2.2.4 Reappraisal and suppression
Emotion regulation was measured with the Emotion Regulation Questionnaire, gauging reappraisal and suppression (Gross and John, 2003). Example items included “I control my emotions by changing the way I think about the situation I'm in” for reappraisal, and “I control my emotions by not expressing them” for suppression rated on a 7-point scale (1 = not at all characteristic of me, 7 = very characteristic of me). Cronbach's alphas were 0.90 for reappraisal and 0.86 for suppression.
2.2.5 Rumination
Rumination was measured by the brooding and reflection subscales of the 22-item Ruminative Responses Scale (Treynor et al., 2003). Example items included “Go someplace alone to think about your feelings” and “Think about a recent situation, wishing it had gone better”. Participants rated the frequency of their ruminative responses to negative events or emotions on a 4-point scale (1 = almost never, 4 = almost always). Cronbach's alpha was 0.92.
2.3 Analytic strategy
Descriptive statistics, internal consistency, and bivariate correlations for all study variables were calculated using SPSS v29.0. Given the self-report nature of the data, we conducted a post-hoc Harman's single-factor test to assess the common method variance by entering all variables into a principal-components factor analysis with an unrotated factor solution (Podsakoff et al., 2003). Nine factors with eigenvalues greater than 1.0 emerged, accounting for 69.93% of the variance, with the first factor explaining 34.42%, suggesting that common method bias was not a serious concern in this study (Tehseen et al., 2017). To categorize participants into subgroups based on standardized mean scores for social anxiety and depressive symptoms, LPA were run using R v.4.2.2 with the tidyLPA package (Rosenberg et al., 2018). A series of analyses of variance (ANOVAs) compared the resulting profiles on daily affect and emotion regulation, following statistical approaches employed by recent LPA studies (Aonso-Diego et al., 2024; De Souza Marcovski and Miller, 2023; King et al., 2024). Q-Q plots were visually inspected to assess residual normality. Levene's tests were used to check for homogeneity of variances, and Welch's ANOVAs were applied if violated. To control for Type I errors, we employed the Bonferroni adjustment in conditions of equal variances and Tamhane's T2 for unequal variances when conducting pairwise multiple comparisons. We calculated omega squared (ω2) and Hedges' g as effect size estimates.
3 Results
3.1 Descriptives
The descriptives for key study variables are shown in Tables 1, 2. Skewness and kurtosis values indicated that all variables were approximately normally distributed. As expected, positive correlations between social anxiety and depressive symptoms emerged. Similar to previous literature, both social anxiety and depressive symptoms correlated negatively with daily positive affect and reappraisal, and positively with daily negative affect, suppression, and rumination.

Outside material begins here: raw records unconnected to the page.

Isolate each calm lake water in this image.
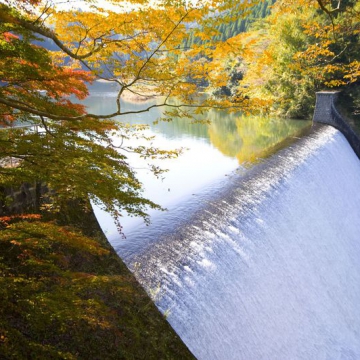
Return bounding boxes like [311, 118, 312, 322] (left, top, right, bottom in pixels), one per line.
[84, 84, 311, 248]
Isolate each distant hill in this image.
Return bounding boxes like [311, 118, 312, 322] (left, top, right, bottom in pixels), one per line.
[184, 0, 276, 48]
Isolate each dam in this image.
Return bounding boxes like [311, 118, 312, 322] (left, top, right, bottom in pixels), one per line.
[111, 93, 360, 360]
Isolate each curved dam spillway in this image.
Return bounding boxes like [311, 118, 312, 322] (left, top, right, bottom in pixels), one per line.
[119, 125, 360, 360]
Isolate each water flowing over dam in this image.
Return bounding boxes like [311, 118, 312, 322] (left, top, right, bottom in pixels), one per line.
[117, 125, 360, 360]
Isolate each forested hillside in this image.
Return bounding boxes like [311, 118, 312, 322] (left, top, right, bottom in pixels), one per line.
[184, 0, 276, 48]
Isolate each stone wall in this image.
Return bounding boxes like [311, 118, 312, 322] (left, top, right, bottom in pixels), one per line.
[313, 91, 360, 159]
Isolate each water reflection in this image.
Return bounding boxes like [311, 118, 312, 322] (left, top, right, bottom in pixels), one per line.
[84, 85, 310, 239]
[84, 84, 311, 165]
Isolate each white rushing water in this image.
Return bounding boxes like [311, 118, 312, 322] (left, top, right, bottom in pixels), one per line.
[119, 127, 360, 360]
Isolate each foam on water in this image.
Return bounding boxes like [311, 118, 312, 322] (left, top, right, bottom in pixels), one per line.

3.2 Latent profiles of social anxiety and depressive symptoms
LPA assumes equal variances across latent profiles and local independence (i.e., uncorrelated indicators after accounting for latent profile membership) (Johnson, 2021) by default. Both assumptions, however, can be relaxed (Vermunt and Magidson, 2002). Drawing on Johnson (2021) and Pastor et al. (2007), we assessed four model configurations for each profile solution based on constraining or relaxing the variance and covariance assumptions. Specifically, in the default profile-invariant diagonal model configuration, variances for the same indicator are constrained to be equal across profiles, and indicators are not allowed to covary beyond their association within the same profile (i.e., all covariances are zero). In the profile-varying diagonal condition, variances can vary across profiles, while residual covariances are still fixed at zero. In the profile-invariant unrestricted condition, both variances and residual covariances are constrained to be equal across profiles. Finally, in the most flexible profile-varying unrestricted condition, variances and residual covariances are allowed to vary across profiles.
Based on Magson et al. (2022)'s findings of latent profiles of social anxiety and depressive symptoms, we tested up to five profile solutions across different model configurations. The selection of the final LPA solution considered both statistical fit indices and the substantive interpretability of the resulting profiles (Bauer, 2022). First, we used the Akaike information criterion (AIC) (Akaike, 1974), Bayesian information criterion (BIC) (Schwarz, 1978), and sample size-adjusted BIC (SABIC) (Sclove, 1987) based on the log likelihood (LL) of the models, with lower values indicating better fit. Second, we used the adjusted Lo–Mendell–Rubin likelihood ratio test (LMR-LRT) (Lo et al., 2001) and Bootstrap Likelihood Ratio Test (BLRT) (McLachlan and Peel, 2000) to assess the relative fit between k-profile and k-1 profile models. Third, we estimated entropy, an indicator of classification accuracy, with values closer to 1 indicating clearer profile separations, and applied a cut-off of 0.7 (Reinecke, 2006; Van Zalk et al., 2020). Fourth, we checked the smallest profile size and excluded those with profiles representing less than 5% of the sample to avoid potentially unstable solutions (Nylund-Gibson and Choi, 2018). Moreover, we prioritized parsimonious profile solutions and visually inspected them to assess interpretability and distinguishability among profiles (Bauer, 2022). Fit indices and LPA results for all tested models across one- to five-profile solutions are presented in Table 3.
 
  Table 3. Fit indices and LPA results for four model configurations across one- to five-profile solutions.
In both profile-invariant diagonal (Model A) and profile-varying unrestricted conditions (Model D), the AIC and SABIC reached their lowest values for the 4-profile solution, while the BIC was lowest for the 2-profile solution. The LMR-LRT and BLRT were non-significant for the 5-profile solution, in preference of the 4-profile model. The entropy was highest for the 2-profile solution and adequate for the 4-profile solution. Accordingly, we chose the 4-profile solution (i.e., A-4 and D-4) for both model configurations. In the profile-varying diagonal condition (Model B), similarly, the AIC and SABIC were lowest for the 4-profile solution, and the BIC was lowest for the 3-profile solution. The LMR-LRT and BLRT became non-significant for the 5-profile solution. The entropy was optimal for the 2-profile solution and adequate for the 4-profile solution. We thus chose the 4-profile solution (i.e., B-4) for this model configuration. In the profile-invariant unrestricted condition (Model C), the AIC and SABIC were lowest for the 4-profile solution, and the BIC was lowest for the 2-profile solution. The LMR-LRT and BLRT were significant for the 2- and 4-profile solutions. However, only the 2-profile solution achieved an adequate level of entropy, leading us to select this solution (i.e., C-2).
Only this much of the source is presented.